Below follows a description of modeling alternatives and some questions to discuss, originally posted by Noah Hellman as a Github issue
Overview of the issue
The primary issue with modelling physical activity is that there is a lot of
activities. Some of these activities are similar to each other while some are
not. There will therefore unavoidably be overlapping elements between different
For example, cycling and running can share a lot of elements. When recording a
cycling session, relevant data include distance, duration, speed, heart rate,
incline/elevation change and energy expenditure. All of these metrics may also
be relevant for a running session.
There are however also elements that may only be relevant for either cycling or
running. Things like power output, pedaling rate and bicycle type is only
applicable to cycling, while things like stride length and footwear is only
applicable to running.
The problem is therefore, how do we model all possible activities without
having to model elements that are shared between different activities multiple
Types of sharing
Before we jump into solutions, we can group shared elements into the below
Common for all
Common elements are those that can be relevant for any type of physical
activity. Examples may be heart rate, energy expenditure, PAL and MET.
Vertically shared / inherited
Vertically shared elements are elements that are inherited to all “below”
activities if you arrange them in a hierarchy. Let’s say we structure
activities like this:
├── Distance activity
│ ├── Cycling
│ ├── Running
│ │ ├── Long distance running
│ │ ├── Middle distance running
│ │ └── Sprinting
│ └── Swimming
└── Stationary activity
└── Strength training
├── Bodyweight training
└── Free weight training
All activities under the distance branch will inherit elements like distance
and speed. Further, all activities under the running branch will inherit
elements like stride length and other running dynamics.
Elements that are common for all activities can also be considered inherited
elements as all activities inherit them from the root activity.
It may however be difficult, if not impossible, to arrange activities in a
hierarchy where all shared elements are inherited vertically. There may
therefore be elements that are instead shared horizontally.

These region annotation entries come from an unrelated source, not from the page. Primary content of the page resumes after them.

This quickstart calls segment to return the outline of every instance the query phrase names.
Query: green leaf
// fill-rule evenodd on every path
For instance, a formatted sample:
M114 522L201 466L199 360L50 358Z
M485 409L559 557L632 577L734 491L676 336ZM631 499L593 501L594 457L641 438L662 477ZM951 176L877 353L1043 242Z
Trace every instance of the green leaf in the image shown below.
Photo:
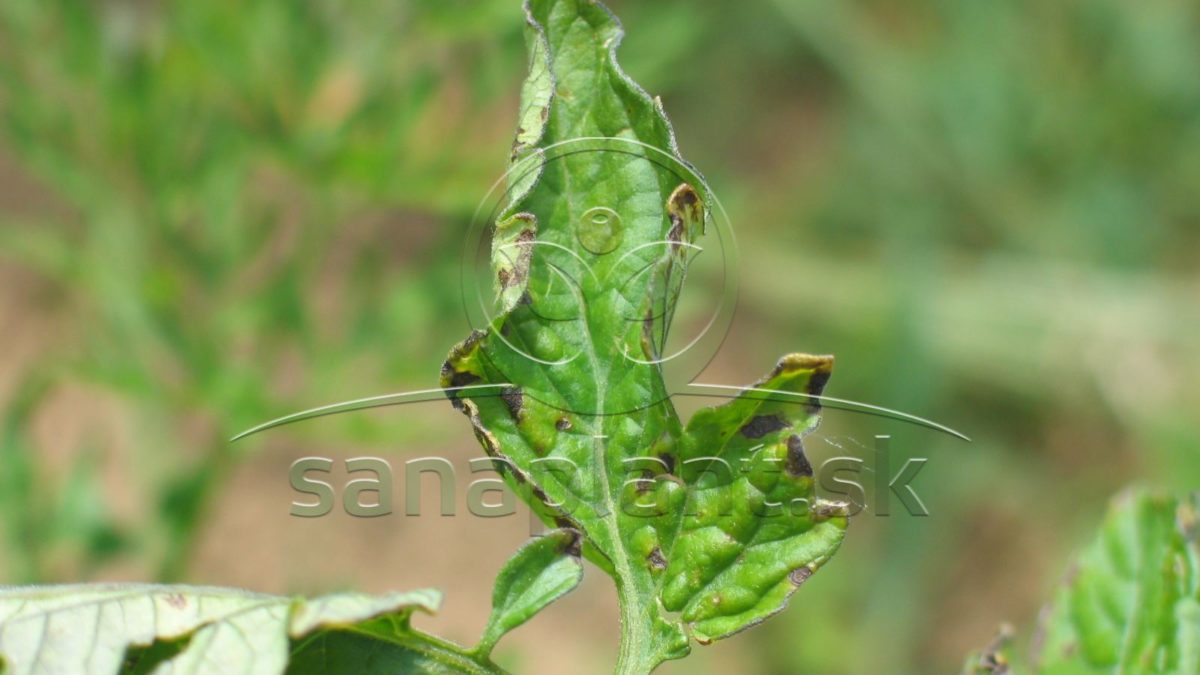
M1038 673L1200 673L1198 503L1114 502L1042 615Z
M802 441L832 358L785 357L684 428L661 362L712 196L661 103L617 66L616 18L587 0L526 8L530 71L492 240L500 313L451 351L442 383L508 386L451 402L522 498L582 532L617 583L618 670L644 673L689 637L779 611L840 544L845 507L816 500Z
M521 546L496 579L492 616L476 647L478 653L491 653L505 633L580 585L583 563L578 545L578 532L556 530Z
M0 590L8 675L52 673L497 673L413 629L437 591L314 599L228 589L65 585Z

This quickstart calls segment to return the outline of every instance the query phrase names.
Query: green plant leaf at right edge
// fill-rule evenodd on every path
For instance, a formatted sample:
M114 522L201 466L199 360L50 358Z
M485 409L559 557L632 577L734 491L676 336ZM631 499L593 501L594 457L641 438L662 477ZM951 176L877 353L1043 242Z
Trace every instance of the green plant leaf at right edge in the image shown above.
M1115 500L1043 613L1037 673L1200 673L1198 503Z

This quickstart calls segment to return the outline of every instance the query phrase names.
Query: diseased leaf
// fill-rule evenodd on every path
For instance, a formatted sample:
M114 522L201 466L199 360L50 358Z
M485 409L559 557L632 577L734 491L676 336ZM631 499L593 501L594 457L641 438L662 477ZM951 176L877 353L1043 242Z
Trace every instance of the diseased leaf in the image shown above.
M414 611L439 603L437 591L306 601L199 586L10 587L0 590L0 657L8 675L382 671L358 669L367 657L404 671L498 671L409 627Z
M580 533L556 530L538 537L500 569L492 590L492 616L476 651L488 655L505 633L533 619L583 579Z
M618 670L648 671L689 635L778 611L840 544L845 508L815 498L802 441L832 358L785 357L684 429L660 359L712 197L661 103L617 66L616 18L588 0L526 8L530 72L492 240L502 313L451 351L442 383L510 386L451 402L517 494L583 533L620 596Z
M1038 673L1200 673L1198 503L1114 502L1043 613Z

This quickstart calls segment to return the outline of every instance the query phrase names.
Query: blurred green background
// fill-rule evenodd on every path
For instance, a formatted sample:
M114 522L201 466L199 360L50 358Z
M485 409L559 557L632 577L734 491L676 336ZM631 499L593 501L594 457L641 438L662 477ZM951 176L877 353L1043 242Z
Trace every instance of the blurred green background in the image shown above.
M835 353L829 395L973 438L830 411L817 459L892 434L931 515L856 519L666 671L952 671L1121 486L1200 485L1200 5L612 6L740 246L703 380ZM422 625L473 640L527 522L287 515L306 454L476 456L448 405L226 438L436 386L521 31L518 0L0 4L0 580L440 585ZM592 569L502 653L604 673L616 639Z

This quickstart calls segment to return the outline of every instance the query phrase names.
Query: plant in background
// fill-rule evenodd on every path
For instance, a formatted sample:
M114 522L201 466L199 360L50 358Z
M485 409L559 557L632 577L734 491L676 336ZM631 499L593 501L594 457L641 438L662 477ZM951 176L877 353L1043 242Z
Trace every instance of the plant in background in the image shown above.
M712 197L694 172L654 161L678 159L671 127L617 67L607 10L530 0L527 14L522 171L493 237L502 312L451 352L442 380L556 528L503 567L480 641L412 626L438 608L434 591L14 587L0 591L6 673L494 673L497 643L572 590L582 558L616 583L617 670L648 673L781 610L838 549L846 510L815 496L803 443L832 359L785 357L732 401L678 418L660 360ZM583 137L619 145L548 161ZM1034 668L1200 670L1198 574L1194 501L1128 497L1046 613ZM1007 668L995 650L968 664Z

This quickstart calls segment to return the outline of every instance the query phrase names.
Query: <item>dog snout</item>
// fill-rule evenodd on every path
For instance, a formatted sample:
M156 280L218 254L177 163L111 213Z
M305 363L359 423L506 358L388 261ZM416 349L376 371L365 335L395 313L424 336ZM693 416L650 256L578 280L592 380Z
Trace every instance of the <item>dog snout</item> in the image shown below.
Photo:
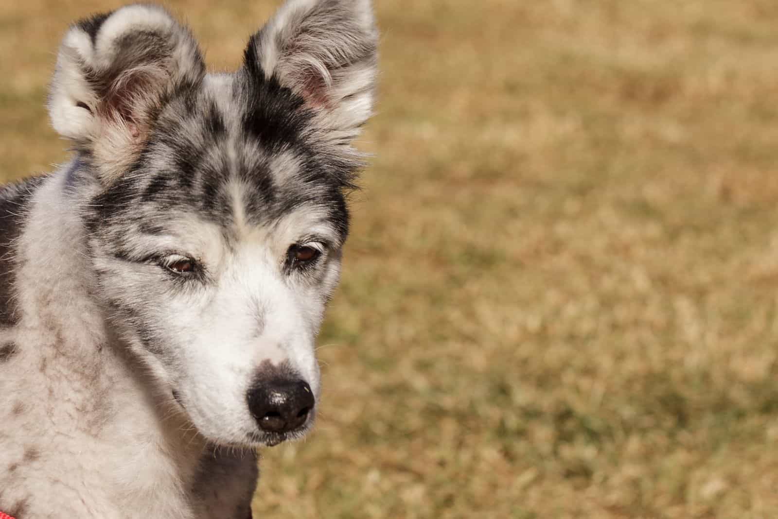
M248 392L248 407L260 429L288 433L300 428L316 403L314 392L303 380L274 381Z

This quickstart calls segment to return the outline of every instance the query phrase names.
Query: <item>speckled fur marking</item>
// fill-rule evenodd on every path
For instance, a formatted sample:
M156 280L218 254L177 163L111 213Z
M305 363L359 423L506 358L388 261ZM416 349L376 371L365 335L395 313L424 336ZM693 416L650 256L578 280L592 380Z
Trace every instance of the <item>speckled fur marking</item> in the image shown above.
M289 0L247 40L212 74L155 5L65 33L74 156L0 189L0 510L246 519L257 448L313 426L263 429L248 395L318 399L377 33L369 0Z

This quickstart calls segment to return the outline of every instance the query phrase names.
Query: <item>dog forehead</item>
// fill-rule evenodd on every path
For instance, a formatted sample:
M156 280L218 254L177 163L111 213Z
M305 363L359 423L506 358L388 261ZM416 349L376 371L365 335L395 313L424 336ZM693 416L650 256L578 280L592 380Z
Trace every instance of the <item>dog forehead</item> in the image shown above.
M343 186L317 152L300 103L278 85L252 89L239 75L209 75L177 92L131 171L100 200L107 221L131 213L159 227L181 211L226 229L326 221L333 241L342 241ZM300 210L315 217L300 218Z

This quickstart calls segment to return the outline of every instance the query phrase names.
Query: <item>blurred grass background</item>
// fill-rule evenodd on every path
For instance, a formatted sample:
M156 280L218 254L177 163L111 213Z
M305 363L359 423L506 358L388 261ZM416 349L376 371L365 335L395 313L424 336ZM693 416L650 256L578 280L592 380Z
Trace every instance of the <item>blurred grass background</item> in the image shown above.
M171 2L212 68L276 1ZM0 176L67 23L0 5ZM778 517L778 3L378 0L314 433L260 517Z

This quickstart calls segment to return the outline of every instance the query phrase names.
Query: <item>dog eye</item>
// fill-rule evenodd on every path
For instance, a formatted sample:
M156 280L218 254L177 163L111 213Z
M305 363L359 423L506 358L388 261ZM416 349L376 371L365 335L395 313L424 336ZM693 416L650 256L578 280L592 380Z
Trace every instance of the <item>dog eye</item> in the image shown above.
M170 260L163 263L162 266L177 274L189 273L194 272L195 268L195 263L193 260L184 257L172 258Z
M194 266L192 262L188 260L181 260L180 261L177 261L174 263L167 266L167 268L170 269L173 272L191 272L194 270Z
M314 247L294 244L289 247L289 258L296 265L303 265L314 261L321 256L321 251Z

In the above
example, data about elevation gain may be of interest to both walking/running
and cycling activities but not for swimming. All three do not inherit these
elements from “Distance activities” as they are not relevant for all distance
activities. Instead, walking/running and cycling share these elements
In this example it is possible to add another layer to the hierarchy like this;
├── Varying elevation activity
│ ├── Cycling
│ └── Running
└── Static elevation activity
in order to make elements for elevation change inherited. But adjusting the
hierarchy to make all elements inherited may make for a very messy hierarchy
and may even be impossible if two distant activities happen to share elements.
Below are some possible solutions that have been discussed at the moment. Each
solution has a list of pros and cons that are labeled either “usage” or
“modelling”. “Usage” means that the pro or con applies to the usage of the
archetypes after they have been reviewed and published. “Modelling” means that
it applies to the modelling and review process before publishing, including
Single large archetype
One option is to use a single large archetype for all types of physical
activity. In this case, all elements for all possible activities will be
included in this archetype.
- (modelling) Simplest approach to modelling.
- (usage) Easy to find which archetype to use.
- (modelling) It’s hard to account for all possible activities at first and it
may require frequent updating.
- (modelling) May become very large and cumbersome to maintain.
- (usage) Cumbersome to use if large and including many elements that are not
relevant for the activity you wish to record.
- (usage) Sessions with multiple activities (e.g. a triathlon) must be divided
into separate observations.
Specializations of a main “Physical activity” observation can be used to handle
vertically shared elements. By arranging activities in a hierarchy and creating
a observation that specializes its parent for each node, all elements can be
accounted for if all elements are vertically shared. When creating a new
activity, only new elements will have to be modeled.
- (usage) Simple to use, simply find the archetype named most similarly to
the activity that you wish to record. It will only include elements that
are related to that activity.
- (modelling) Requires careful planning when arranging the activities in
order to not having to make huge arrangement changes later if more
activities appear and new patterns emerge.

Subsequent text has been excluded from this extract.